After a false start as an aviation insurance broker, he started life in the books world as a picture researcher, working on a part work called Man, Myth And Magic - a weekly encyclopedia of the supernatural. “Gradually, as I was acquiring pictures for books,” he explains, “editors would ask me to write the captions and then they said: ‘Well, if you’re writing the captions, you may as well write some of the text,’ so it expanded to writing whole books.”

Russell attributes his ability to organise and categorise information to his mother’s influence. “Whenever she saw a film she would go home and write her own critique of it and give it star ratings. And my dad was a bookbinder, so I suppose I’ve got books in the blood.”

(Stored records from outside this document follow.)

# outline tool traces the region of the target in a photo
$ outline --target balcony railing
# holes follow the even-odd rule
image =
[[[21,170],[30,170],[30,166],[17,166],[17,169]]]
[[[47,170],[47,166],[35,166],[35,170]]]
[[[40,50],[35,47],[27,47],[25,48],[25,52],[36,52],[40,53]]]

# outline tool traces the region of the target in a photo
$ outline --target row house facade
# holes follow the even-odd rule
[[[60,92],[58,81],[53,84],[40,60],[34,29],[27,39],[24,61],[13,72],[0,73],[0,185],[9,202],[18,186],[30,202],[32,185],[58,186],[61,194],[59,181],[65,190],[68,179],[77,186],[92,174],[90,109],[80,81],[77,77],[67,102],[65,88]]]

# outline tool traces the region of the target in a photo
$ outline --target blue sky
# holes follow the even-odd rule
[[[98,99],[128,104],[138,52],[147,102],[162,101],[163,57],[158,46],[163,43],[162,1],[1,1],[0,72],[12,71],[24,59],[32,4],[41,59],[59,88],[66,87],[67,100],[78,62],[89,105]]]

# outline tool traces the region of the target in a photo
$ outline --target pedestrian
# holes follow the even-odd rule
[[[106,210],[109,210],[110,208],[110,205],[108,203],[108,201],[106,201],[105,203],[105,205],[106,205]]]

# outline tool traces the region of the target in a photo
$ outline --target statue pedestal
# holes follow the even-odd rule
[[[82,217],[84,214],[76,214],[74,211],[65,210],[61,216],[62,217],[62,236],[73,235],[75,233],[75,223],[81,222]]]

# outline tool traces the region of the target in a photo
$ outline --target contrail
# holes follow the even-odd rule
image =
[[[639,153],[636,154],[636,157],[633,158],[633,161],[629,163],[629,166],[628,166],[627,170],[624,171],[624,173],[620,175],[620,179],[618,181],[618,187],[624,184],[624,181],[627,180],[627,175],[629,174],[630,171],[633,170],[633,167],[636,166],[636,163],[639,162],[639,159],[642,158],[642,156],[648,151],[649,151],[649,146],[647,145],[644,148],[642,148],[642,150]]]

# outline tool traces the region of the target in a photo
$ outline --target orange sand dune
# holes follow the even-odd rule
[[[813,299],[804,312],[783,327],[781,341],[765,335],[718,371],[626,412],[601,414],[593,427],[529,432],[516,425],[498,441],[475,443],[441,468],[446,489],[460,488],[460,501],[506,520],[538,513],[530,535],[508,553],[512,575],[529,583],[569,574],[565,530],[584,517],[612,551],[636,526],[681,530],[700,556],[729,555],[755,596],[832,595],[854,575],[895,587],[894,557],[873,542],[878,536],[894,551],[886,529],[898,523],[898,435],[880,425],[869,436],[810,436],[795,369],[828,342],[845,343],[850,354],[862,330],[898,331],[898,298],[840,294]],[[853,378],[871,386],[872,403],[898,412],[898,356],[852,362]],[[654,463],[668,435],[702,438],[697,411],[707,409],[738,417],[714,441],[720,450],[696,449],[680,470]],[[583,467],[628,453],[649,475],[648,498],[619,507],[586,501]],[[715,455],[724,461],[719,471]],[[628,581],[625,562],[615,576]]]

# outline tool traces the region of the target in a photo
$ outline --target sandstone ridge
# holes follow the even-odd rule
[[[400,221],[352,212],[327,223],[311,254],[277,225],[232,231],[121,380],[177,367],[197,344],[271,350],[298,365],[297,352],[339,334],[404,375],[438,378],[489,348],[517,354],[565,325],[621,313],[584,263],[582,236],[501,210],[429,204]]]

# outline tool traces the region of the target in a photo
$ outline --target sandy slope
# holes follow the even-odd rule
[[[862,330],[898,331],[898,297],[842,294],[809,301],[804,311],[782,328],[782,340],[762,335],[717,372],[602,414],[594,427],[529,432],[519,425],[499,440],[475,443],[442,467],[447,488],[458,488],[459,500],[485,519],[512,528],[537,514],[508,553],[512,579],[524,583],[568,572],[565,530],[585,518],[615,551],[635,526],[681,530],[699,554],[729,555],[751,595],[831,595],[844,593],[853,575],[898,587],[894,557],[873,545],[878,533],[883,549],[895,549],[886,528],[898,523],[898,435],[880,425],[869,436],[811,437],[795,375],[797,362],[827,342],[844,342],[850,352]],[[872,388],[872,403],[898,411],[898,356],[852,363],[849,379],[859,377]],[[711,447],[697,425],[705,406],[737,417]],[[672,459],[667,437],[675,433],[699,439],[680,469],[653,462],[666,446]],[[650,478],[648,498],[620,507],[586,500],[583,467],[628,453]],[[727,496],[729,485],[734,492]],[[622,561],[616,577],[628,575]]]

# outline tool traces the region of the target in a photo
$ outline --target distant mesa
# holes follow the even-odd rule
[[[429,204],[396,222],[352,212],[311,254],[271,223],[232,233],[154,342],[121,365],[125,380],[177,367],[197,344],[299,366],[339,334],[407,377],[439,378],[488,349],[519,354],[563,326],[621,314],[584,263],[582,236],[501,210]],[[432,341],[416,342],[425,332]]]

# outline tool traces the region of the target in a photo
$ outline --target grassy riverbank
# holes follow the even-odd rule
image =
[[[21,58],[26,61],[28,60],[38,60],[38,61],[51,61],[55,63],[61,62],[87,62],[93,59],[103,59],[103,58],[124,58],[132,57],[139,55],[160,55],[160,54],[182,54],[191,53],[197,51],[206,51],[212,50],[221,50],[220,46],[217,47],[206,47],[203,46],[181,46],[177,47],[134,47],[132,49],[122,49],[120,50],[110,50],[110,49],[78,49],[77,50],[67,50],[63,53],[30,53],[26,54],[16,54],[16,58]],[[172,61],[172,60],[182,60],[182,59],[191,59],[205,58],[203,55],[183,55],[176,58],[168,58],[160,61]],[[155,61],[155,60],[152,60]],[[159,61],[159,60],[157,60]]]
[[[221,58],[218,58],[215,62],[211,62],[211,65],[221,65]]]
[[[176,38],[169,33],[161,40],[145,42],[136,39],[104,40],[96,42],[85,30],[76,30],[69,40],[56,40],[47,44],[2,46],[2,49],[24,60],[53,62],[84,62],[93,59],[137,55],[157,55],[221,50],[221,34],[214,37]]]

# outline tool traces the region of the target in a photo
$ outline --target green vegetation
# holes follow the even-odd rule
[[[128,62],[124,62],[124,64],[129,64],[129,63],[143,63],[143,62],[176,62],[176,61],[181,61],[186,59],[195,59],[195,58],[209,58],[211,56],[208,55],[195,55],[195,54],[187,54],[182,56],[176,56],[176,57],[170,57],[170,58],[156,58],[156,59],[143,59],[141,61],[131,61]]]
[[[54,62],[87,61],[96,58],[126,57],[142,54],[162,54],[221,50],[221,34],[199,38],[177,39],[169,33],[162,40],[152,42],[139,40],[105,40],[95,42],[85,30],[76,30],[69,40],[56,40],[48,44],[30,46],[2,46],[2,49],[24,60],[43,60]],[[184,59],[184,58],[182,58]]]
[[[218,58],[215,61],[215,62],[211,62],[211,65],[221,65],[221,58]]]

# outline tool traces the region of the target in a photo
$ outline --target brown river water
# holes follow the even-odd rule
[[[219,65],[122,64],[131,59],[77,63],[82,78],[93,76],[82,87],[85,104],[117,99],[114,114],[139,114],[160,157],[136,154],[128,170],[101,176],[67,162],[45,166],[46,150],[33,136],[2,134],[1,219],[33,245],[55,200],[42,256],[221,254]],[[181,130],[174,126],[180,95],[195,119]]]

While working as an editor at Weidenfeld Nicolson, Russell became frustrated at seeing good ideas of his own being given to other writers to develop. “I was in America and somebody gave me a book called The Book of Texas Lists, which was a book of wacky facts about Texas, famous people who were shot in Texas, unusual street names, that kind of thing. I thought I could do a similar thing for London, so I left Weidenfeld and did a book of London lists, which came out as The Londoner’s Almanac, in 1985. Then I thought, I don’t know why I’m confining this to London, I could just as easily do the world.”

The first edition of The Top 10 Of Everything came out in 1990 and since then it has been the mainstay and the main focus of Russell’s writing life.

The ongoing collection and updating of information and data require the services of a full-time assistant and a sophisticated bespoke database. So if any author was qualified to produce a child-friendly Whitaker’s it was Russell. In fact, when AC Black acquired Whitaker’s just over two years ago, he suggested the project. “It’s an annexe to Whitaker’s, a relation to Whitaker’s. The country information is common to both, but apart from that there’s nothing that links the two. It’s been built from the ground up, according to a plan evolved between me and the editors of what we thought would appeal to children. A mixture of strange and important facts and lists, and what I used to think of as general knowledge, but seems to be called trivia these days.”

Russell is proud of the fact that the book was worked on right up to the line. “We haven’t got Lance Armstrong winning seven Tours de France, but we were adding and changing right up to the last minute. We managed to get a few “stop press” items in: the death of the Pope and Ellen MacArthur’s round-the-world voyage.”

The front cover carries the headline “Every Subject on Earth!” but Russell is less bullish about comprehensiveness. “I hope that what we’ve provided isn’t too skimpy, but it almost deliberately presents a sort of tip of an iceberg, so that people, kids particularly, and teachers are encouraged to go off and find out more. It’s a starting-off point - it doesn’t set out to be a comprehensive reference book.”

This is not a nerdish compendium of trivia, and only some of the information is of a type likely to help contestants in pub quizzes.

However, alongside heavy-duty statistics, such as lists of top oil and gas producers, the book also presents the precise dates on which famous comic-strip characters first appeared, with the justified implication that these are historically important pieces of information and valuable assets to a store of general knowledge.